I believe that the people who have a very difficult time with a break up have had attachment injuries in their childhood.

It could be a major event, like a parent abandoning you or a death that caused the loss.

Or it could have been their experiences with their caregivers that caused them this pain. Years of being ignored, abandoned, neglected.

People who have had that happen tend to have major abandonment issues and form an anxious or avoidant attachment style.

If a trauma is bad enough, our brain can’t separate the past from the present.

Think about it. If you had a trauma about an attachment with your caregivers. You are going to feel that same intense pain with your romantic partners.

 

The interesting thing is that there are tons of similarities between the relationship between our parents and our romantic partners.

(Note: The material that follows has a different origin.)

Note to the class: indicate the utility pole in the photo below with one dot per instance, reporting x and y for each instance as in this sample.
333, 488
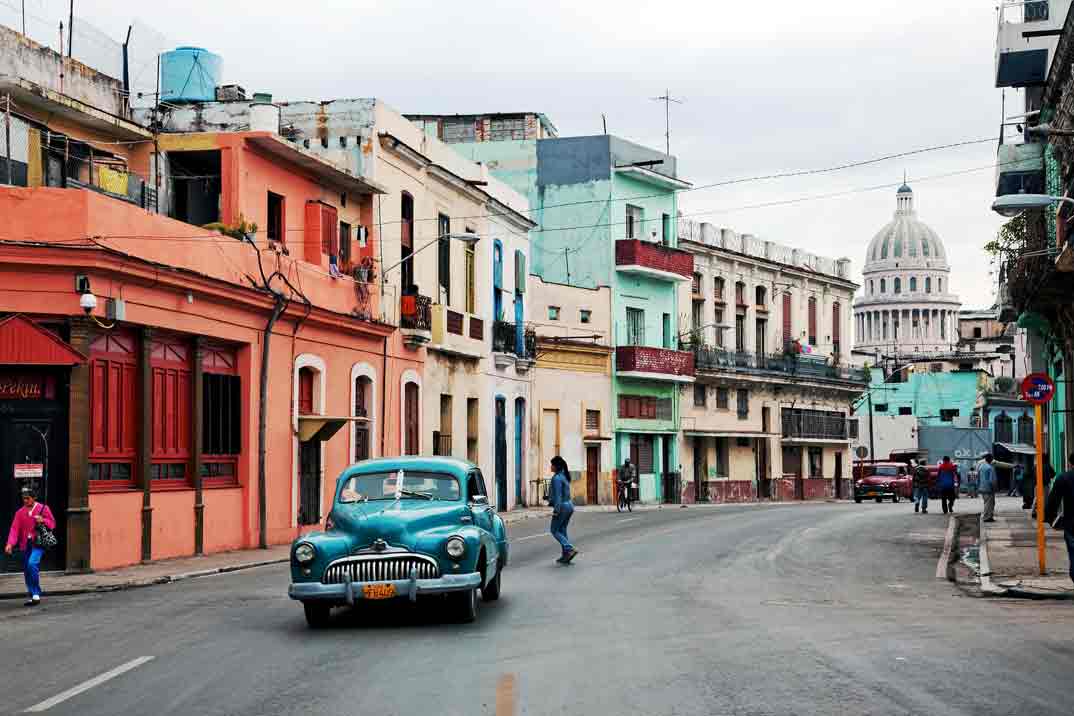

I talk about attraction. I’ve explained how the relationships with our parents kind of create a blueprint for love. That we are attracted to people who are similar to our caregivers. We are attracted to romantic partners that are similar parents negative traits. They hurt us in a certain way.

Perhaps its because we are trying to correct it in adulthood. Perhaps we are just drawn to it on an unconscious level. Nobody really knows the answer to that.

I got an email here from Brian that says: Hey Craig: I wanted to say that your videos and your channel have been incredibly helpful. I have already learned a ton from you and am looking forward to our Skype coaching. Thanks to your video’s I know that I have an anxious attachment style. My father left our home when I was about 2 and he moved out of state. My mom was always stressed out and upset (bills, taking care of us, my older brother has issues). Here’s what’s been going on with me. My ex and I broke up about 2 months ago and I can’t stop thinking about her. I feel absolutely obsessed and I don’t know what to do to stop. I’m depressed and anxious all the time. I get sick to my stomach all the time and am constantly having diarrhea.

 

Disconnection hurts- You want to be conscious that when you lose the connection, which is the main source for safety and comfort, you lose the ability to regulate your emotions.  It causes intense grief and physical pain.

That separation anxiety is causing you to have the obtrusive thoughts. They are intrusive to the point where it’s all you can think about. It’s overwhelming and exhausting.

I believe for many people it’s because the break up triggers an Attachment injury from their childhood. Longing, obsessive and habituated thoughts.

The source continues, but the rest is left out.